Getting ahead and making it your own
The beans themselves are the make-ahead hero. Cook the whole lot a day or two out and keep it in the fridge, then all you’re doing in the morning is reheating and poaching. The flavour actually settles and improves overnight, so I’ll happily make a double batch on a Sunday and work through it during the week. It freezes well too, portioned into containers.
Room to move on the veg. Cannellini are creamy and mild, but borlotti or great northern beans stand in fine. A diced red capsicum roasted alongside the garlic adds sweetness, and a pinch of chilli flakes lifts the smoke if you like a bit of heat. The kale can be swapped for silverbeet or spinach depending on what looks good at the market.
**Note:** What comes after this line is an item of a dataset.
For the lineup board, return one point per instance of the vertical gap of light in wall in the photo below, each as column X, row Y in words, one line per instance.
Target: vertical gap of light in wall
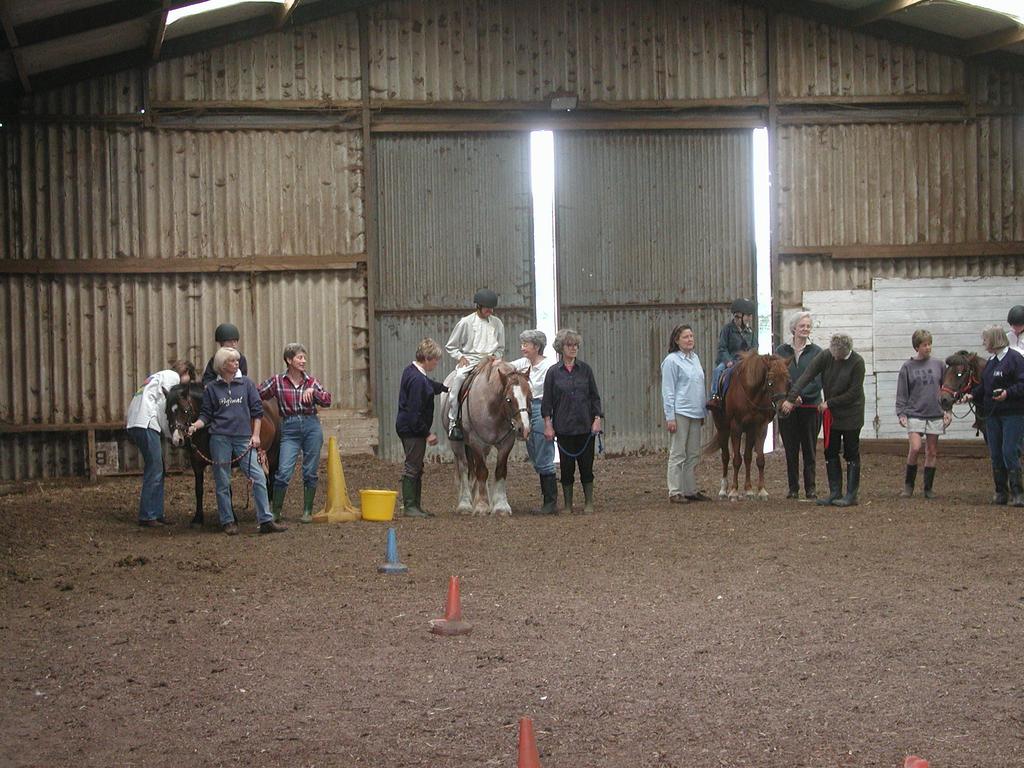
column 762, row 245
column 542, row 172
If poaching eggs makes you nervous, the vinegar and the fresh-as-possible egg are your two best mates. An older egg spreads into a mess of white threads. When I want something lower-fuss for a crowd I’ll bake the eggs straight into wells in the warm beans instead, lid on, until the whites just set. For more on where eggs and legumes sit in a balanced plate, the folks at Nutrition Australia lay it out plainly. Serve with a slab of sourdough or alongside a feta, sweet potato and eggplant frittata if you’re feeding a big table. Chase it with a green smoothie bowl and you’ve covered a fair bit of ground before nine o’clock.
One last thing, and I’ll die on this hill: don’t rush the garlic. Underdone roasted garlic is sharp and does the dish no favours, so let it go until the cloves are properly soft and jammy. That’s where the real depth comes from. For a bit of reading on why legumes earn their spot at breakfast, Better Health Channel is worth a look.